On the issue of witnesses who were called, it is our submission that Professor Brown, who was one of the witnesses called on behalf of my clients, was indeed an Australian formulation expert and, of course, Professor Rhodes and Professor Rees were also formulation experts. They were not Australian experts and his Honour therefore held that they were not entitled to speak on the subject of common general knowledge and the art in Australia. We have no quarrel with that, but they were experts and they were formulators. So any quasi Browne v Dunn point about the evidence of the experts, we say must necessarily fail.
Our learned friend, at one stage I think, suggested that it was our position that the skilled addressee must have no research capacity. Our position about the skilled addressee is set out in our reply submissions in paragraph 2 of those, which say the appellants accept that in the present case the notional addressee is a highly qualified pharmaceutical chemist usually with a doctorate, a qualification usually associated with a
demonstrated capacity for original research. However, this fact makes it of critical importance to apply the true test, and we go on to put submissions there.

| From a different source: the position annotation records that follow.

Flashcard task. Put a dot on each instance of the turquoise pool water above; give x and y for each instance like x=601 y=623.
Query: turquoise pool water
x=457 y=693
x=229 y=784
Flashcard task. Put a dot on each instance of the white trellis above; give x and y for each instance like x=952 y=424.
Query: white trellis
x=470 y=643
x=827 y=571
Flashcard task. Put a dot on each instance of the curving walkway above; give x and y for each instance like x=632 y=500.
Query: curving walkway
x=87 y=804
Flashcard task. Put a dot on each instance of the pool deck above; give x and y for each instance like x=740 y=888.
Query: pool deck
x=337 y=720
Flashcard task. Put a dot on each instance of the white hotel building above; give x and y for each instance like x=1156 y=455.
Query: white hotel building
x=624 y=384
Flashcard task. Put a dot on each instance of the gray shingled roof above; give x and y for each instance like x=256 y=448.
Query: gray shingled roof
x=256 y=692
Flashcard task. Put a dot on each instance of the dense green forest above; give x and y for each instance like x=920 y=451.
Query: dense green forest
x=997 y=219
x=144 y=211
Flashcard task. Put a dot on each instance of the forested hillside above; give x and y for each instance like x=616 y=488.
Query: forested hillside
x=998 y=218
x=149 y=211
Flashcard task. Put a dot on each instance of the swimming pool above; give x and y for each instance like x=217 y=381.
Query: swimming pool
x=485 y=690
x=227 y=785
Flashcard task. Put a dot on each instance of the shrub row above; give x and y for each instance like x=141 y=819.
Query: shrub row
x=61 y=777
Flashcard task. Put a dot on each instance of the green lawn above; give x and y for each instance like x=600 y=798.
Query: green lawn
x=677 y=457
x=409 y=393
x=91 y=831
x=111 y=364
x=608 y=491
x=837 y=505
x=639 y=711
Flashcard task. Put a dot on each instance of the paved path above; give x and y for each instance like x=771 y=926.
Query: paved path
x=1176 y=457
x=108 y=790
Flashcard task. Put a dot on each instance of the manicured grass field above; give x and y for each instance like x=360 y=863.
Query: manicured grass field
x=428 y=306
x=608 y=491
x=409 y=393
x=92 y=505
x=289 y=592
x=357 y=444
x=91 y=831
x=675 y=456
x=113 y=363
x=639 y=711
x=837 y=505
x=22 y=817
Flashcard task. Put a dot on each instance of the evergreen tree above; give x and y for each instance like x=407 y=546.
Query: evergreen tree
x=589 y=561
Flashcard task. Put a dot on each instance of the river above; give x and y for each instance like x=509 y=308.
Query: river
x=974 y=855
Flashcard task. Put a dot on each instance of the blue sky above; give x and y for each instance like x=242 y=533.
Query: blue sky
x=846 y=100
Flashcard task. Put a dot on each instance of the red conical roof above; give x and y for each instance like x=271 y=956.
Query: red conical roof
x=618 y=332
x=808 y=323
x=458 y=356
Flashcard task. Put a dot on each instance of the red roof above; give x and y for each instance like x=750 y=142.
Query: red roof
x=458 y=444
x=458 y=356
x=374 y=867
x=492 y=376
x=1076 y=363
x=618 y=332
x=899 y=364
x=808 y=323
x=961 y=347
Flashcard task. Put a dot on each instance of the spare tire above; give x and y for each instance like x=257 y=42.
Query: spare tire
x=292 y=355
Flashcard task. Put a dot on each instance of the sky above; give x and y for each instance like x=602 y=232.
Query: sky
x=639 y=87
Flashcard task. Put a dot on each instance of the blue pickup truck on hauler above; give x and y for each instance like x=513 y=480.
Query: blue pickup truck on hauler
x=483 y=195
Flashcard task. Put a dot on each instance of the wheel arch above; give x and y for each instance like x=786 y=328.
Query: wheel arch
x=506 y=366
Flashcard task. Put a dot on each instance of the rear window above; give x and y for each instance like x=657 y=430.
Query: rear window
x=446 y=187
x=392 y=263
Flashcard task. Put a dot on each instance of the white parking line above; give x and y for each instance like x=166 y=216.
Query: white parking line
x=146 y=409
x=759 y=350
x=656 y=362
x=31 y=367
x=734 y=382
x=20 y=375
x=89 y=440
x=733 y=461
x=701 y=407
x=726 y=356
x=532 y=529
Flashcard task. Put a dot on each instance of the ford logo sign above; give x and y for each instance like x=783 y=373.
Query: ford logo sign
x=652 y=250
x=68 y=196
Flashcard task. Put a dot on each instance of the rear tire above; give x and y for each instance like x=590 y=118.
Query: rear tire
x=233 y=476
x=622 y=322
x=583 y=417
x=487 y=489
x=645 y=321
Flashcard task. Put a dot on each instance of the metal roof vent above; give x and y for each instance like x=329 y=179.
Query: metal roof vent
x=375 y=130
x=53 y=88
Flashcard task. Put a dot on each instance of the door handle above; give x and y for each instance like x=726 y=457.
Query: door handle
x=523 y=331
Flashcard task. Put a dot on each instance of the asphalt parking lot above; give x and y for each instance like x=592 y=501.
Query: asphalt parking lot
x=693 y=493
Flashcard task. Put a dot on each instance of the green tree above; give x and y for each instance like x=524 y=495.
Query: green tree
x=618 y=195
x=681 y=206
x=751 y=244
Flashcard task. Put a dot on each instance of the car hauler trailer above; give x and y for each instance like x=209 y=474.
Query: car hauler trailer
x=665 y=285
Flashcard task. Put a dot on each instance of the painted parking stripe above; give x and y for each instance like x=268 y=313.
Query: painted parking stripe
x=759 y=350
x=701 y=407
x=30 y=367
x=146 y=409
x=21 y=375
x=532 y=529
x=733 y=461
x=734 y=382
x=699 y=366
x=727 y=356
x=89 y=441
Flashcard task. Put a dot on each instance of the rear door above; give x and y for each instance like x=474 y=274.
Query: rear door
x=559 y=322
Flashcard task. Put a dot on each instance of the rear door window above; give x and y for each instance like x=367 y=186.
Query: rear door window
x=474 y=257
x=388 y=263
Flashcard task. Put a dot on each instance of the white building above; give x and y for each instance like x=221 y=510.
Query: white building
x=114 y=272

KIRBY J: I did not understand Dr Bennett as denying the research capacity. The notice of contention even goes so far as to say there is no reason to limit the results of the search, and so on, so that I thought that she was saying that they had a very large research capacity, larger than you. I may have misunderstood it.
MR EMMERSON: Well, if I have misunderstood my learned friend ‑ ‑ ‑
KIRBY J: Well, it will all be on the record.
MR EMMERSON: ‑ ‑ ‑ my understanding was that the position that was being attributed to myself and this end of the Bar table was that there was no research capacity. That is not so, but, of course, there is the intellectual tension to which the learned trial judge referred, that you have nevertheless to suppose that the exercise that is being carried on is not a research exercise. On the issue of normal industrial function, in our submission, there is very little treatment of that in the judgments.
We say, equally, that that is a phrase which is drawn from a case in particular circumstances. We say that that is not part of the Act and is not of assistance in a case of this sort, where part of the normal function of the notional addressee is carrying out original research. This means that to ask, “Is this a normal industrial function?” is simply postponing the problem. You have to consider such a person, but you have to consider a person when he is not carrying out research. The question of whether his normal industrial function sometimes involves research and sometimes does not is, in our submission, irrelevant. If the Court pleases, those are the submissions in reply.
GLEESON CJ: Thank you, Dr Emmerson. We will reserve our decision in this matter, and we will adjourn.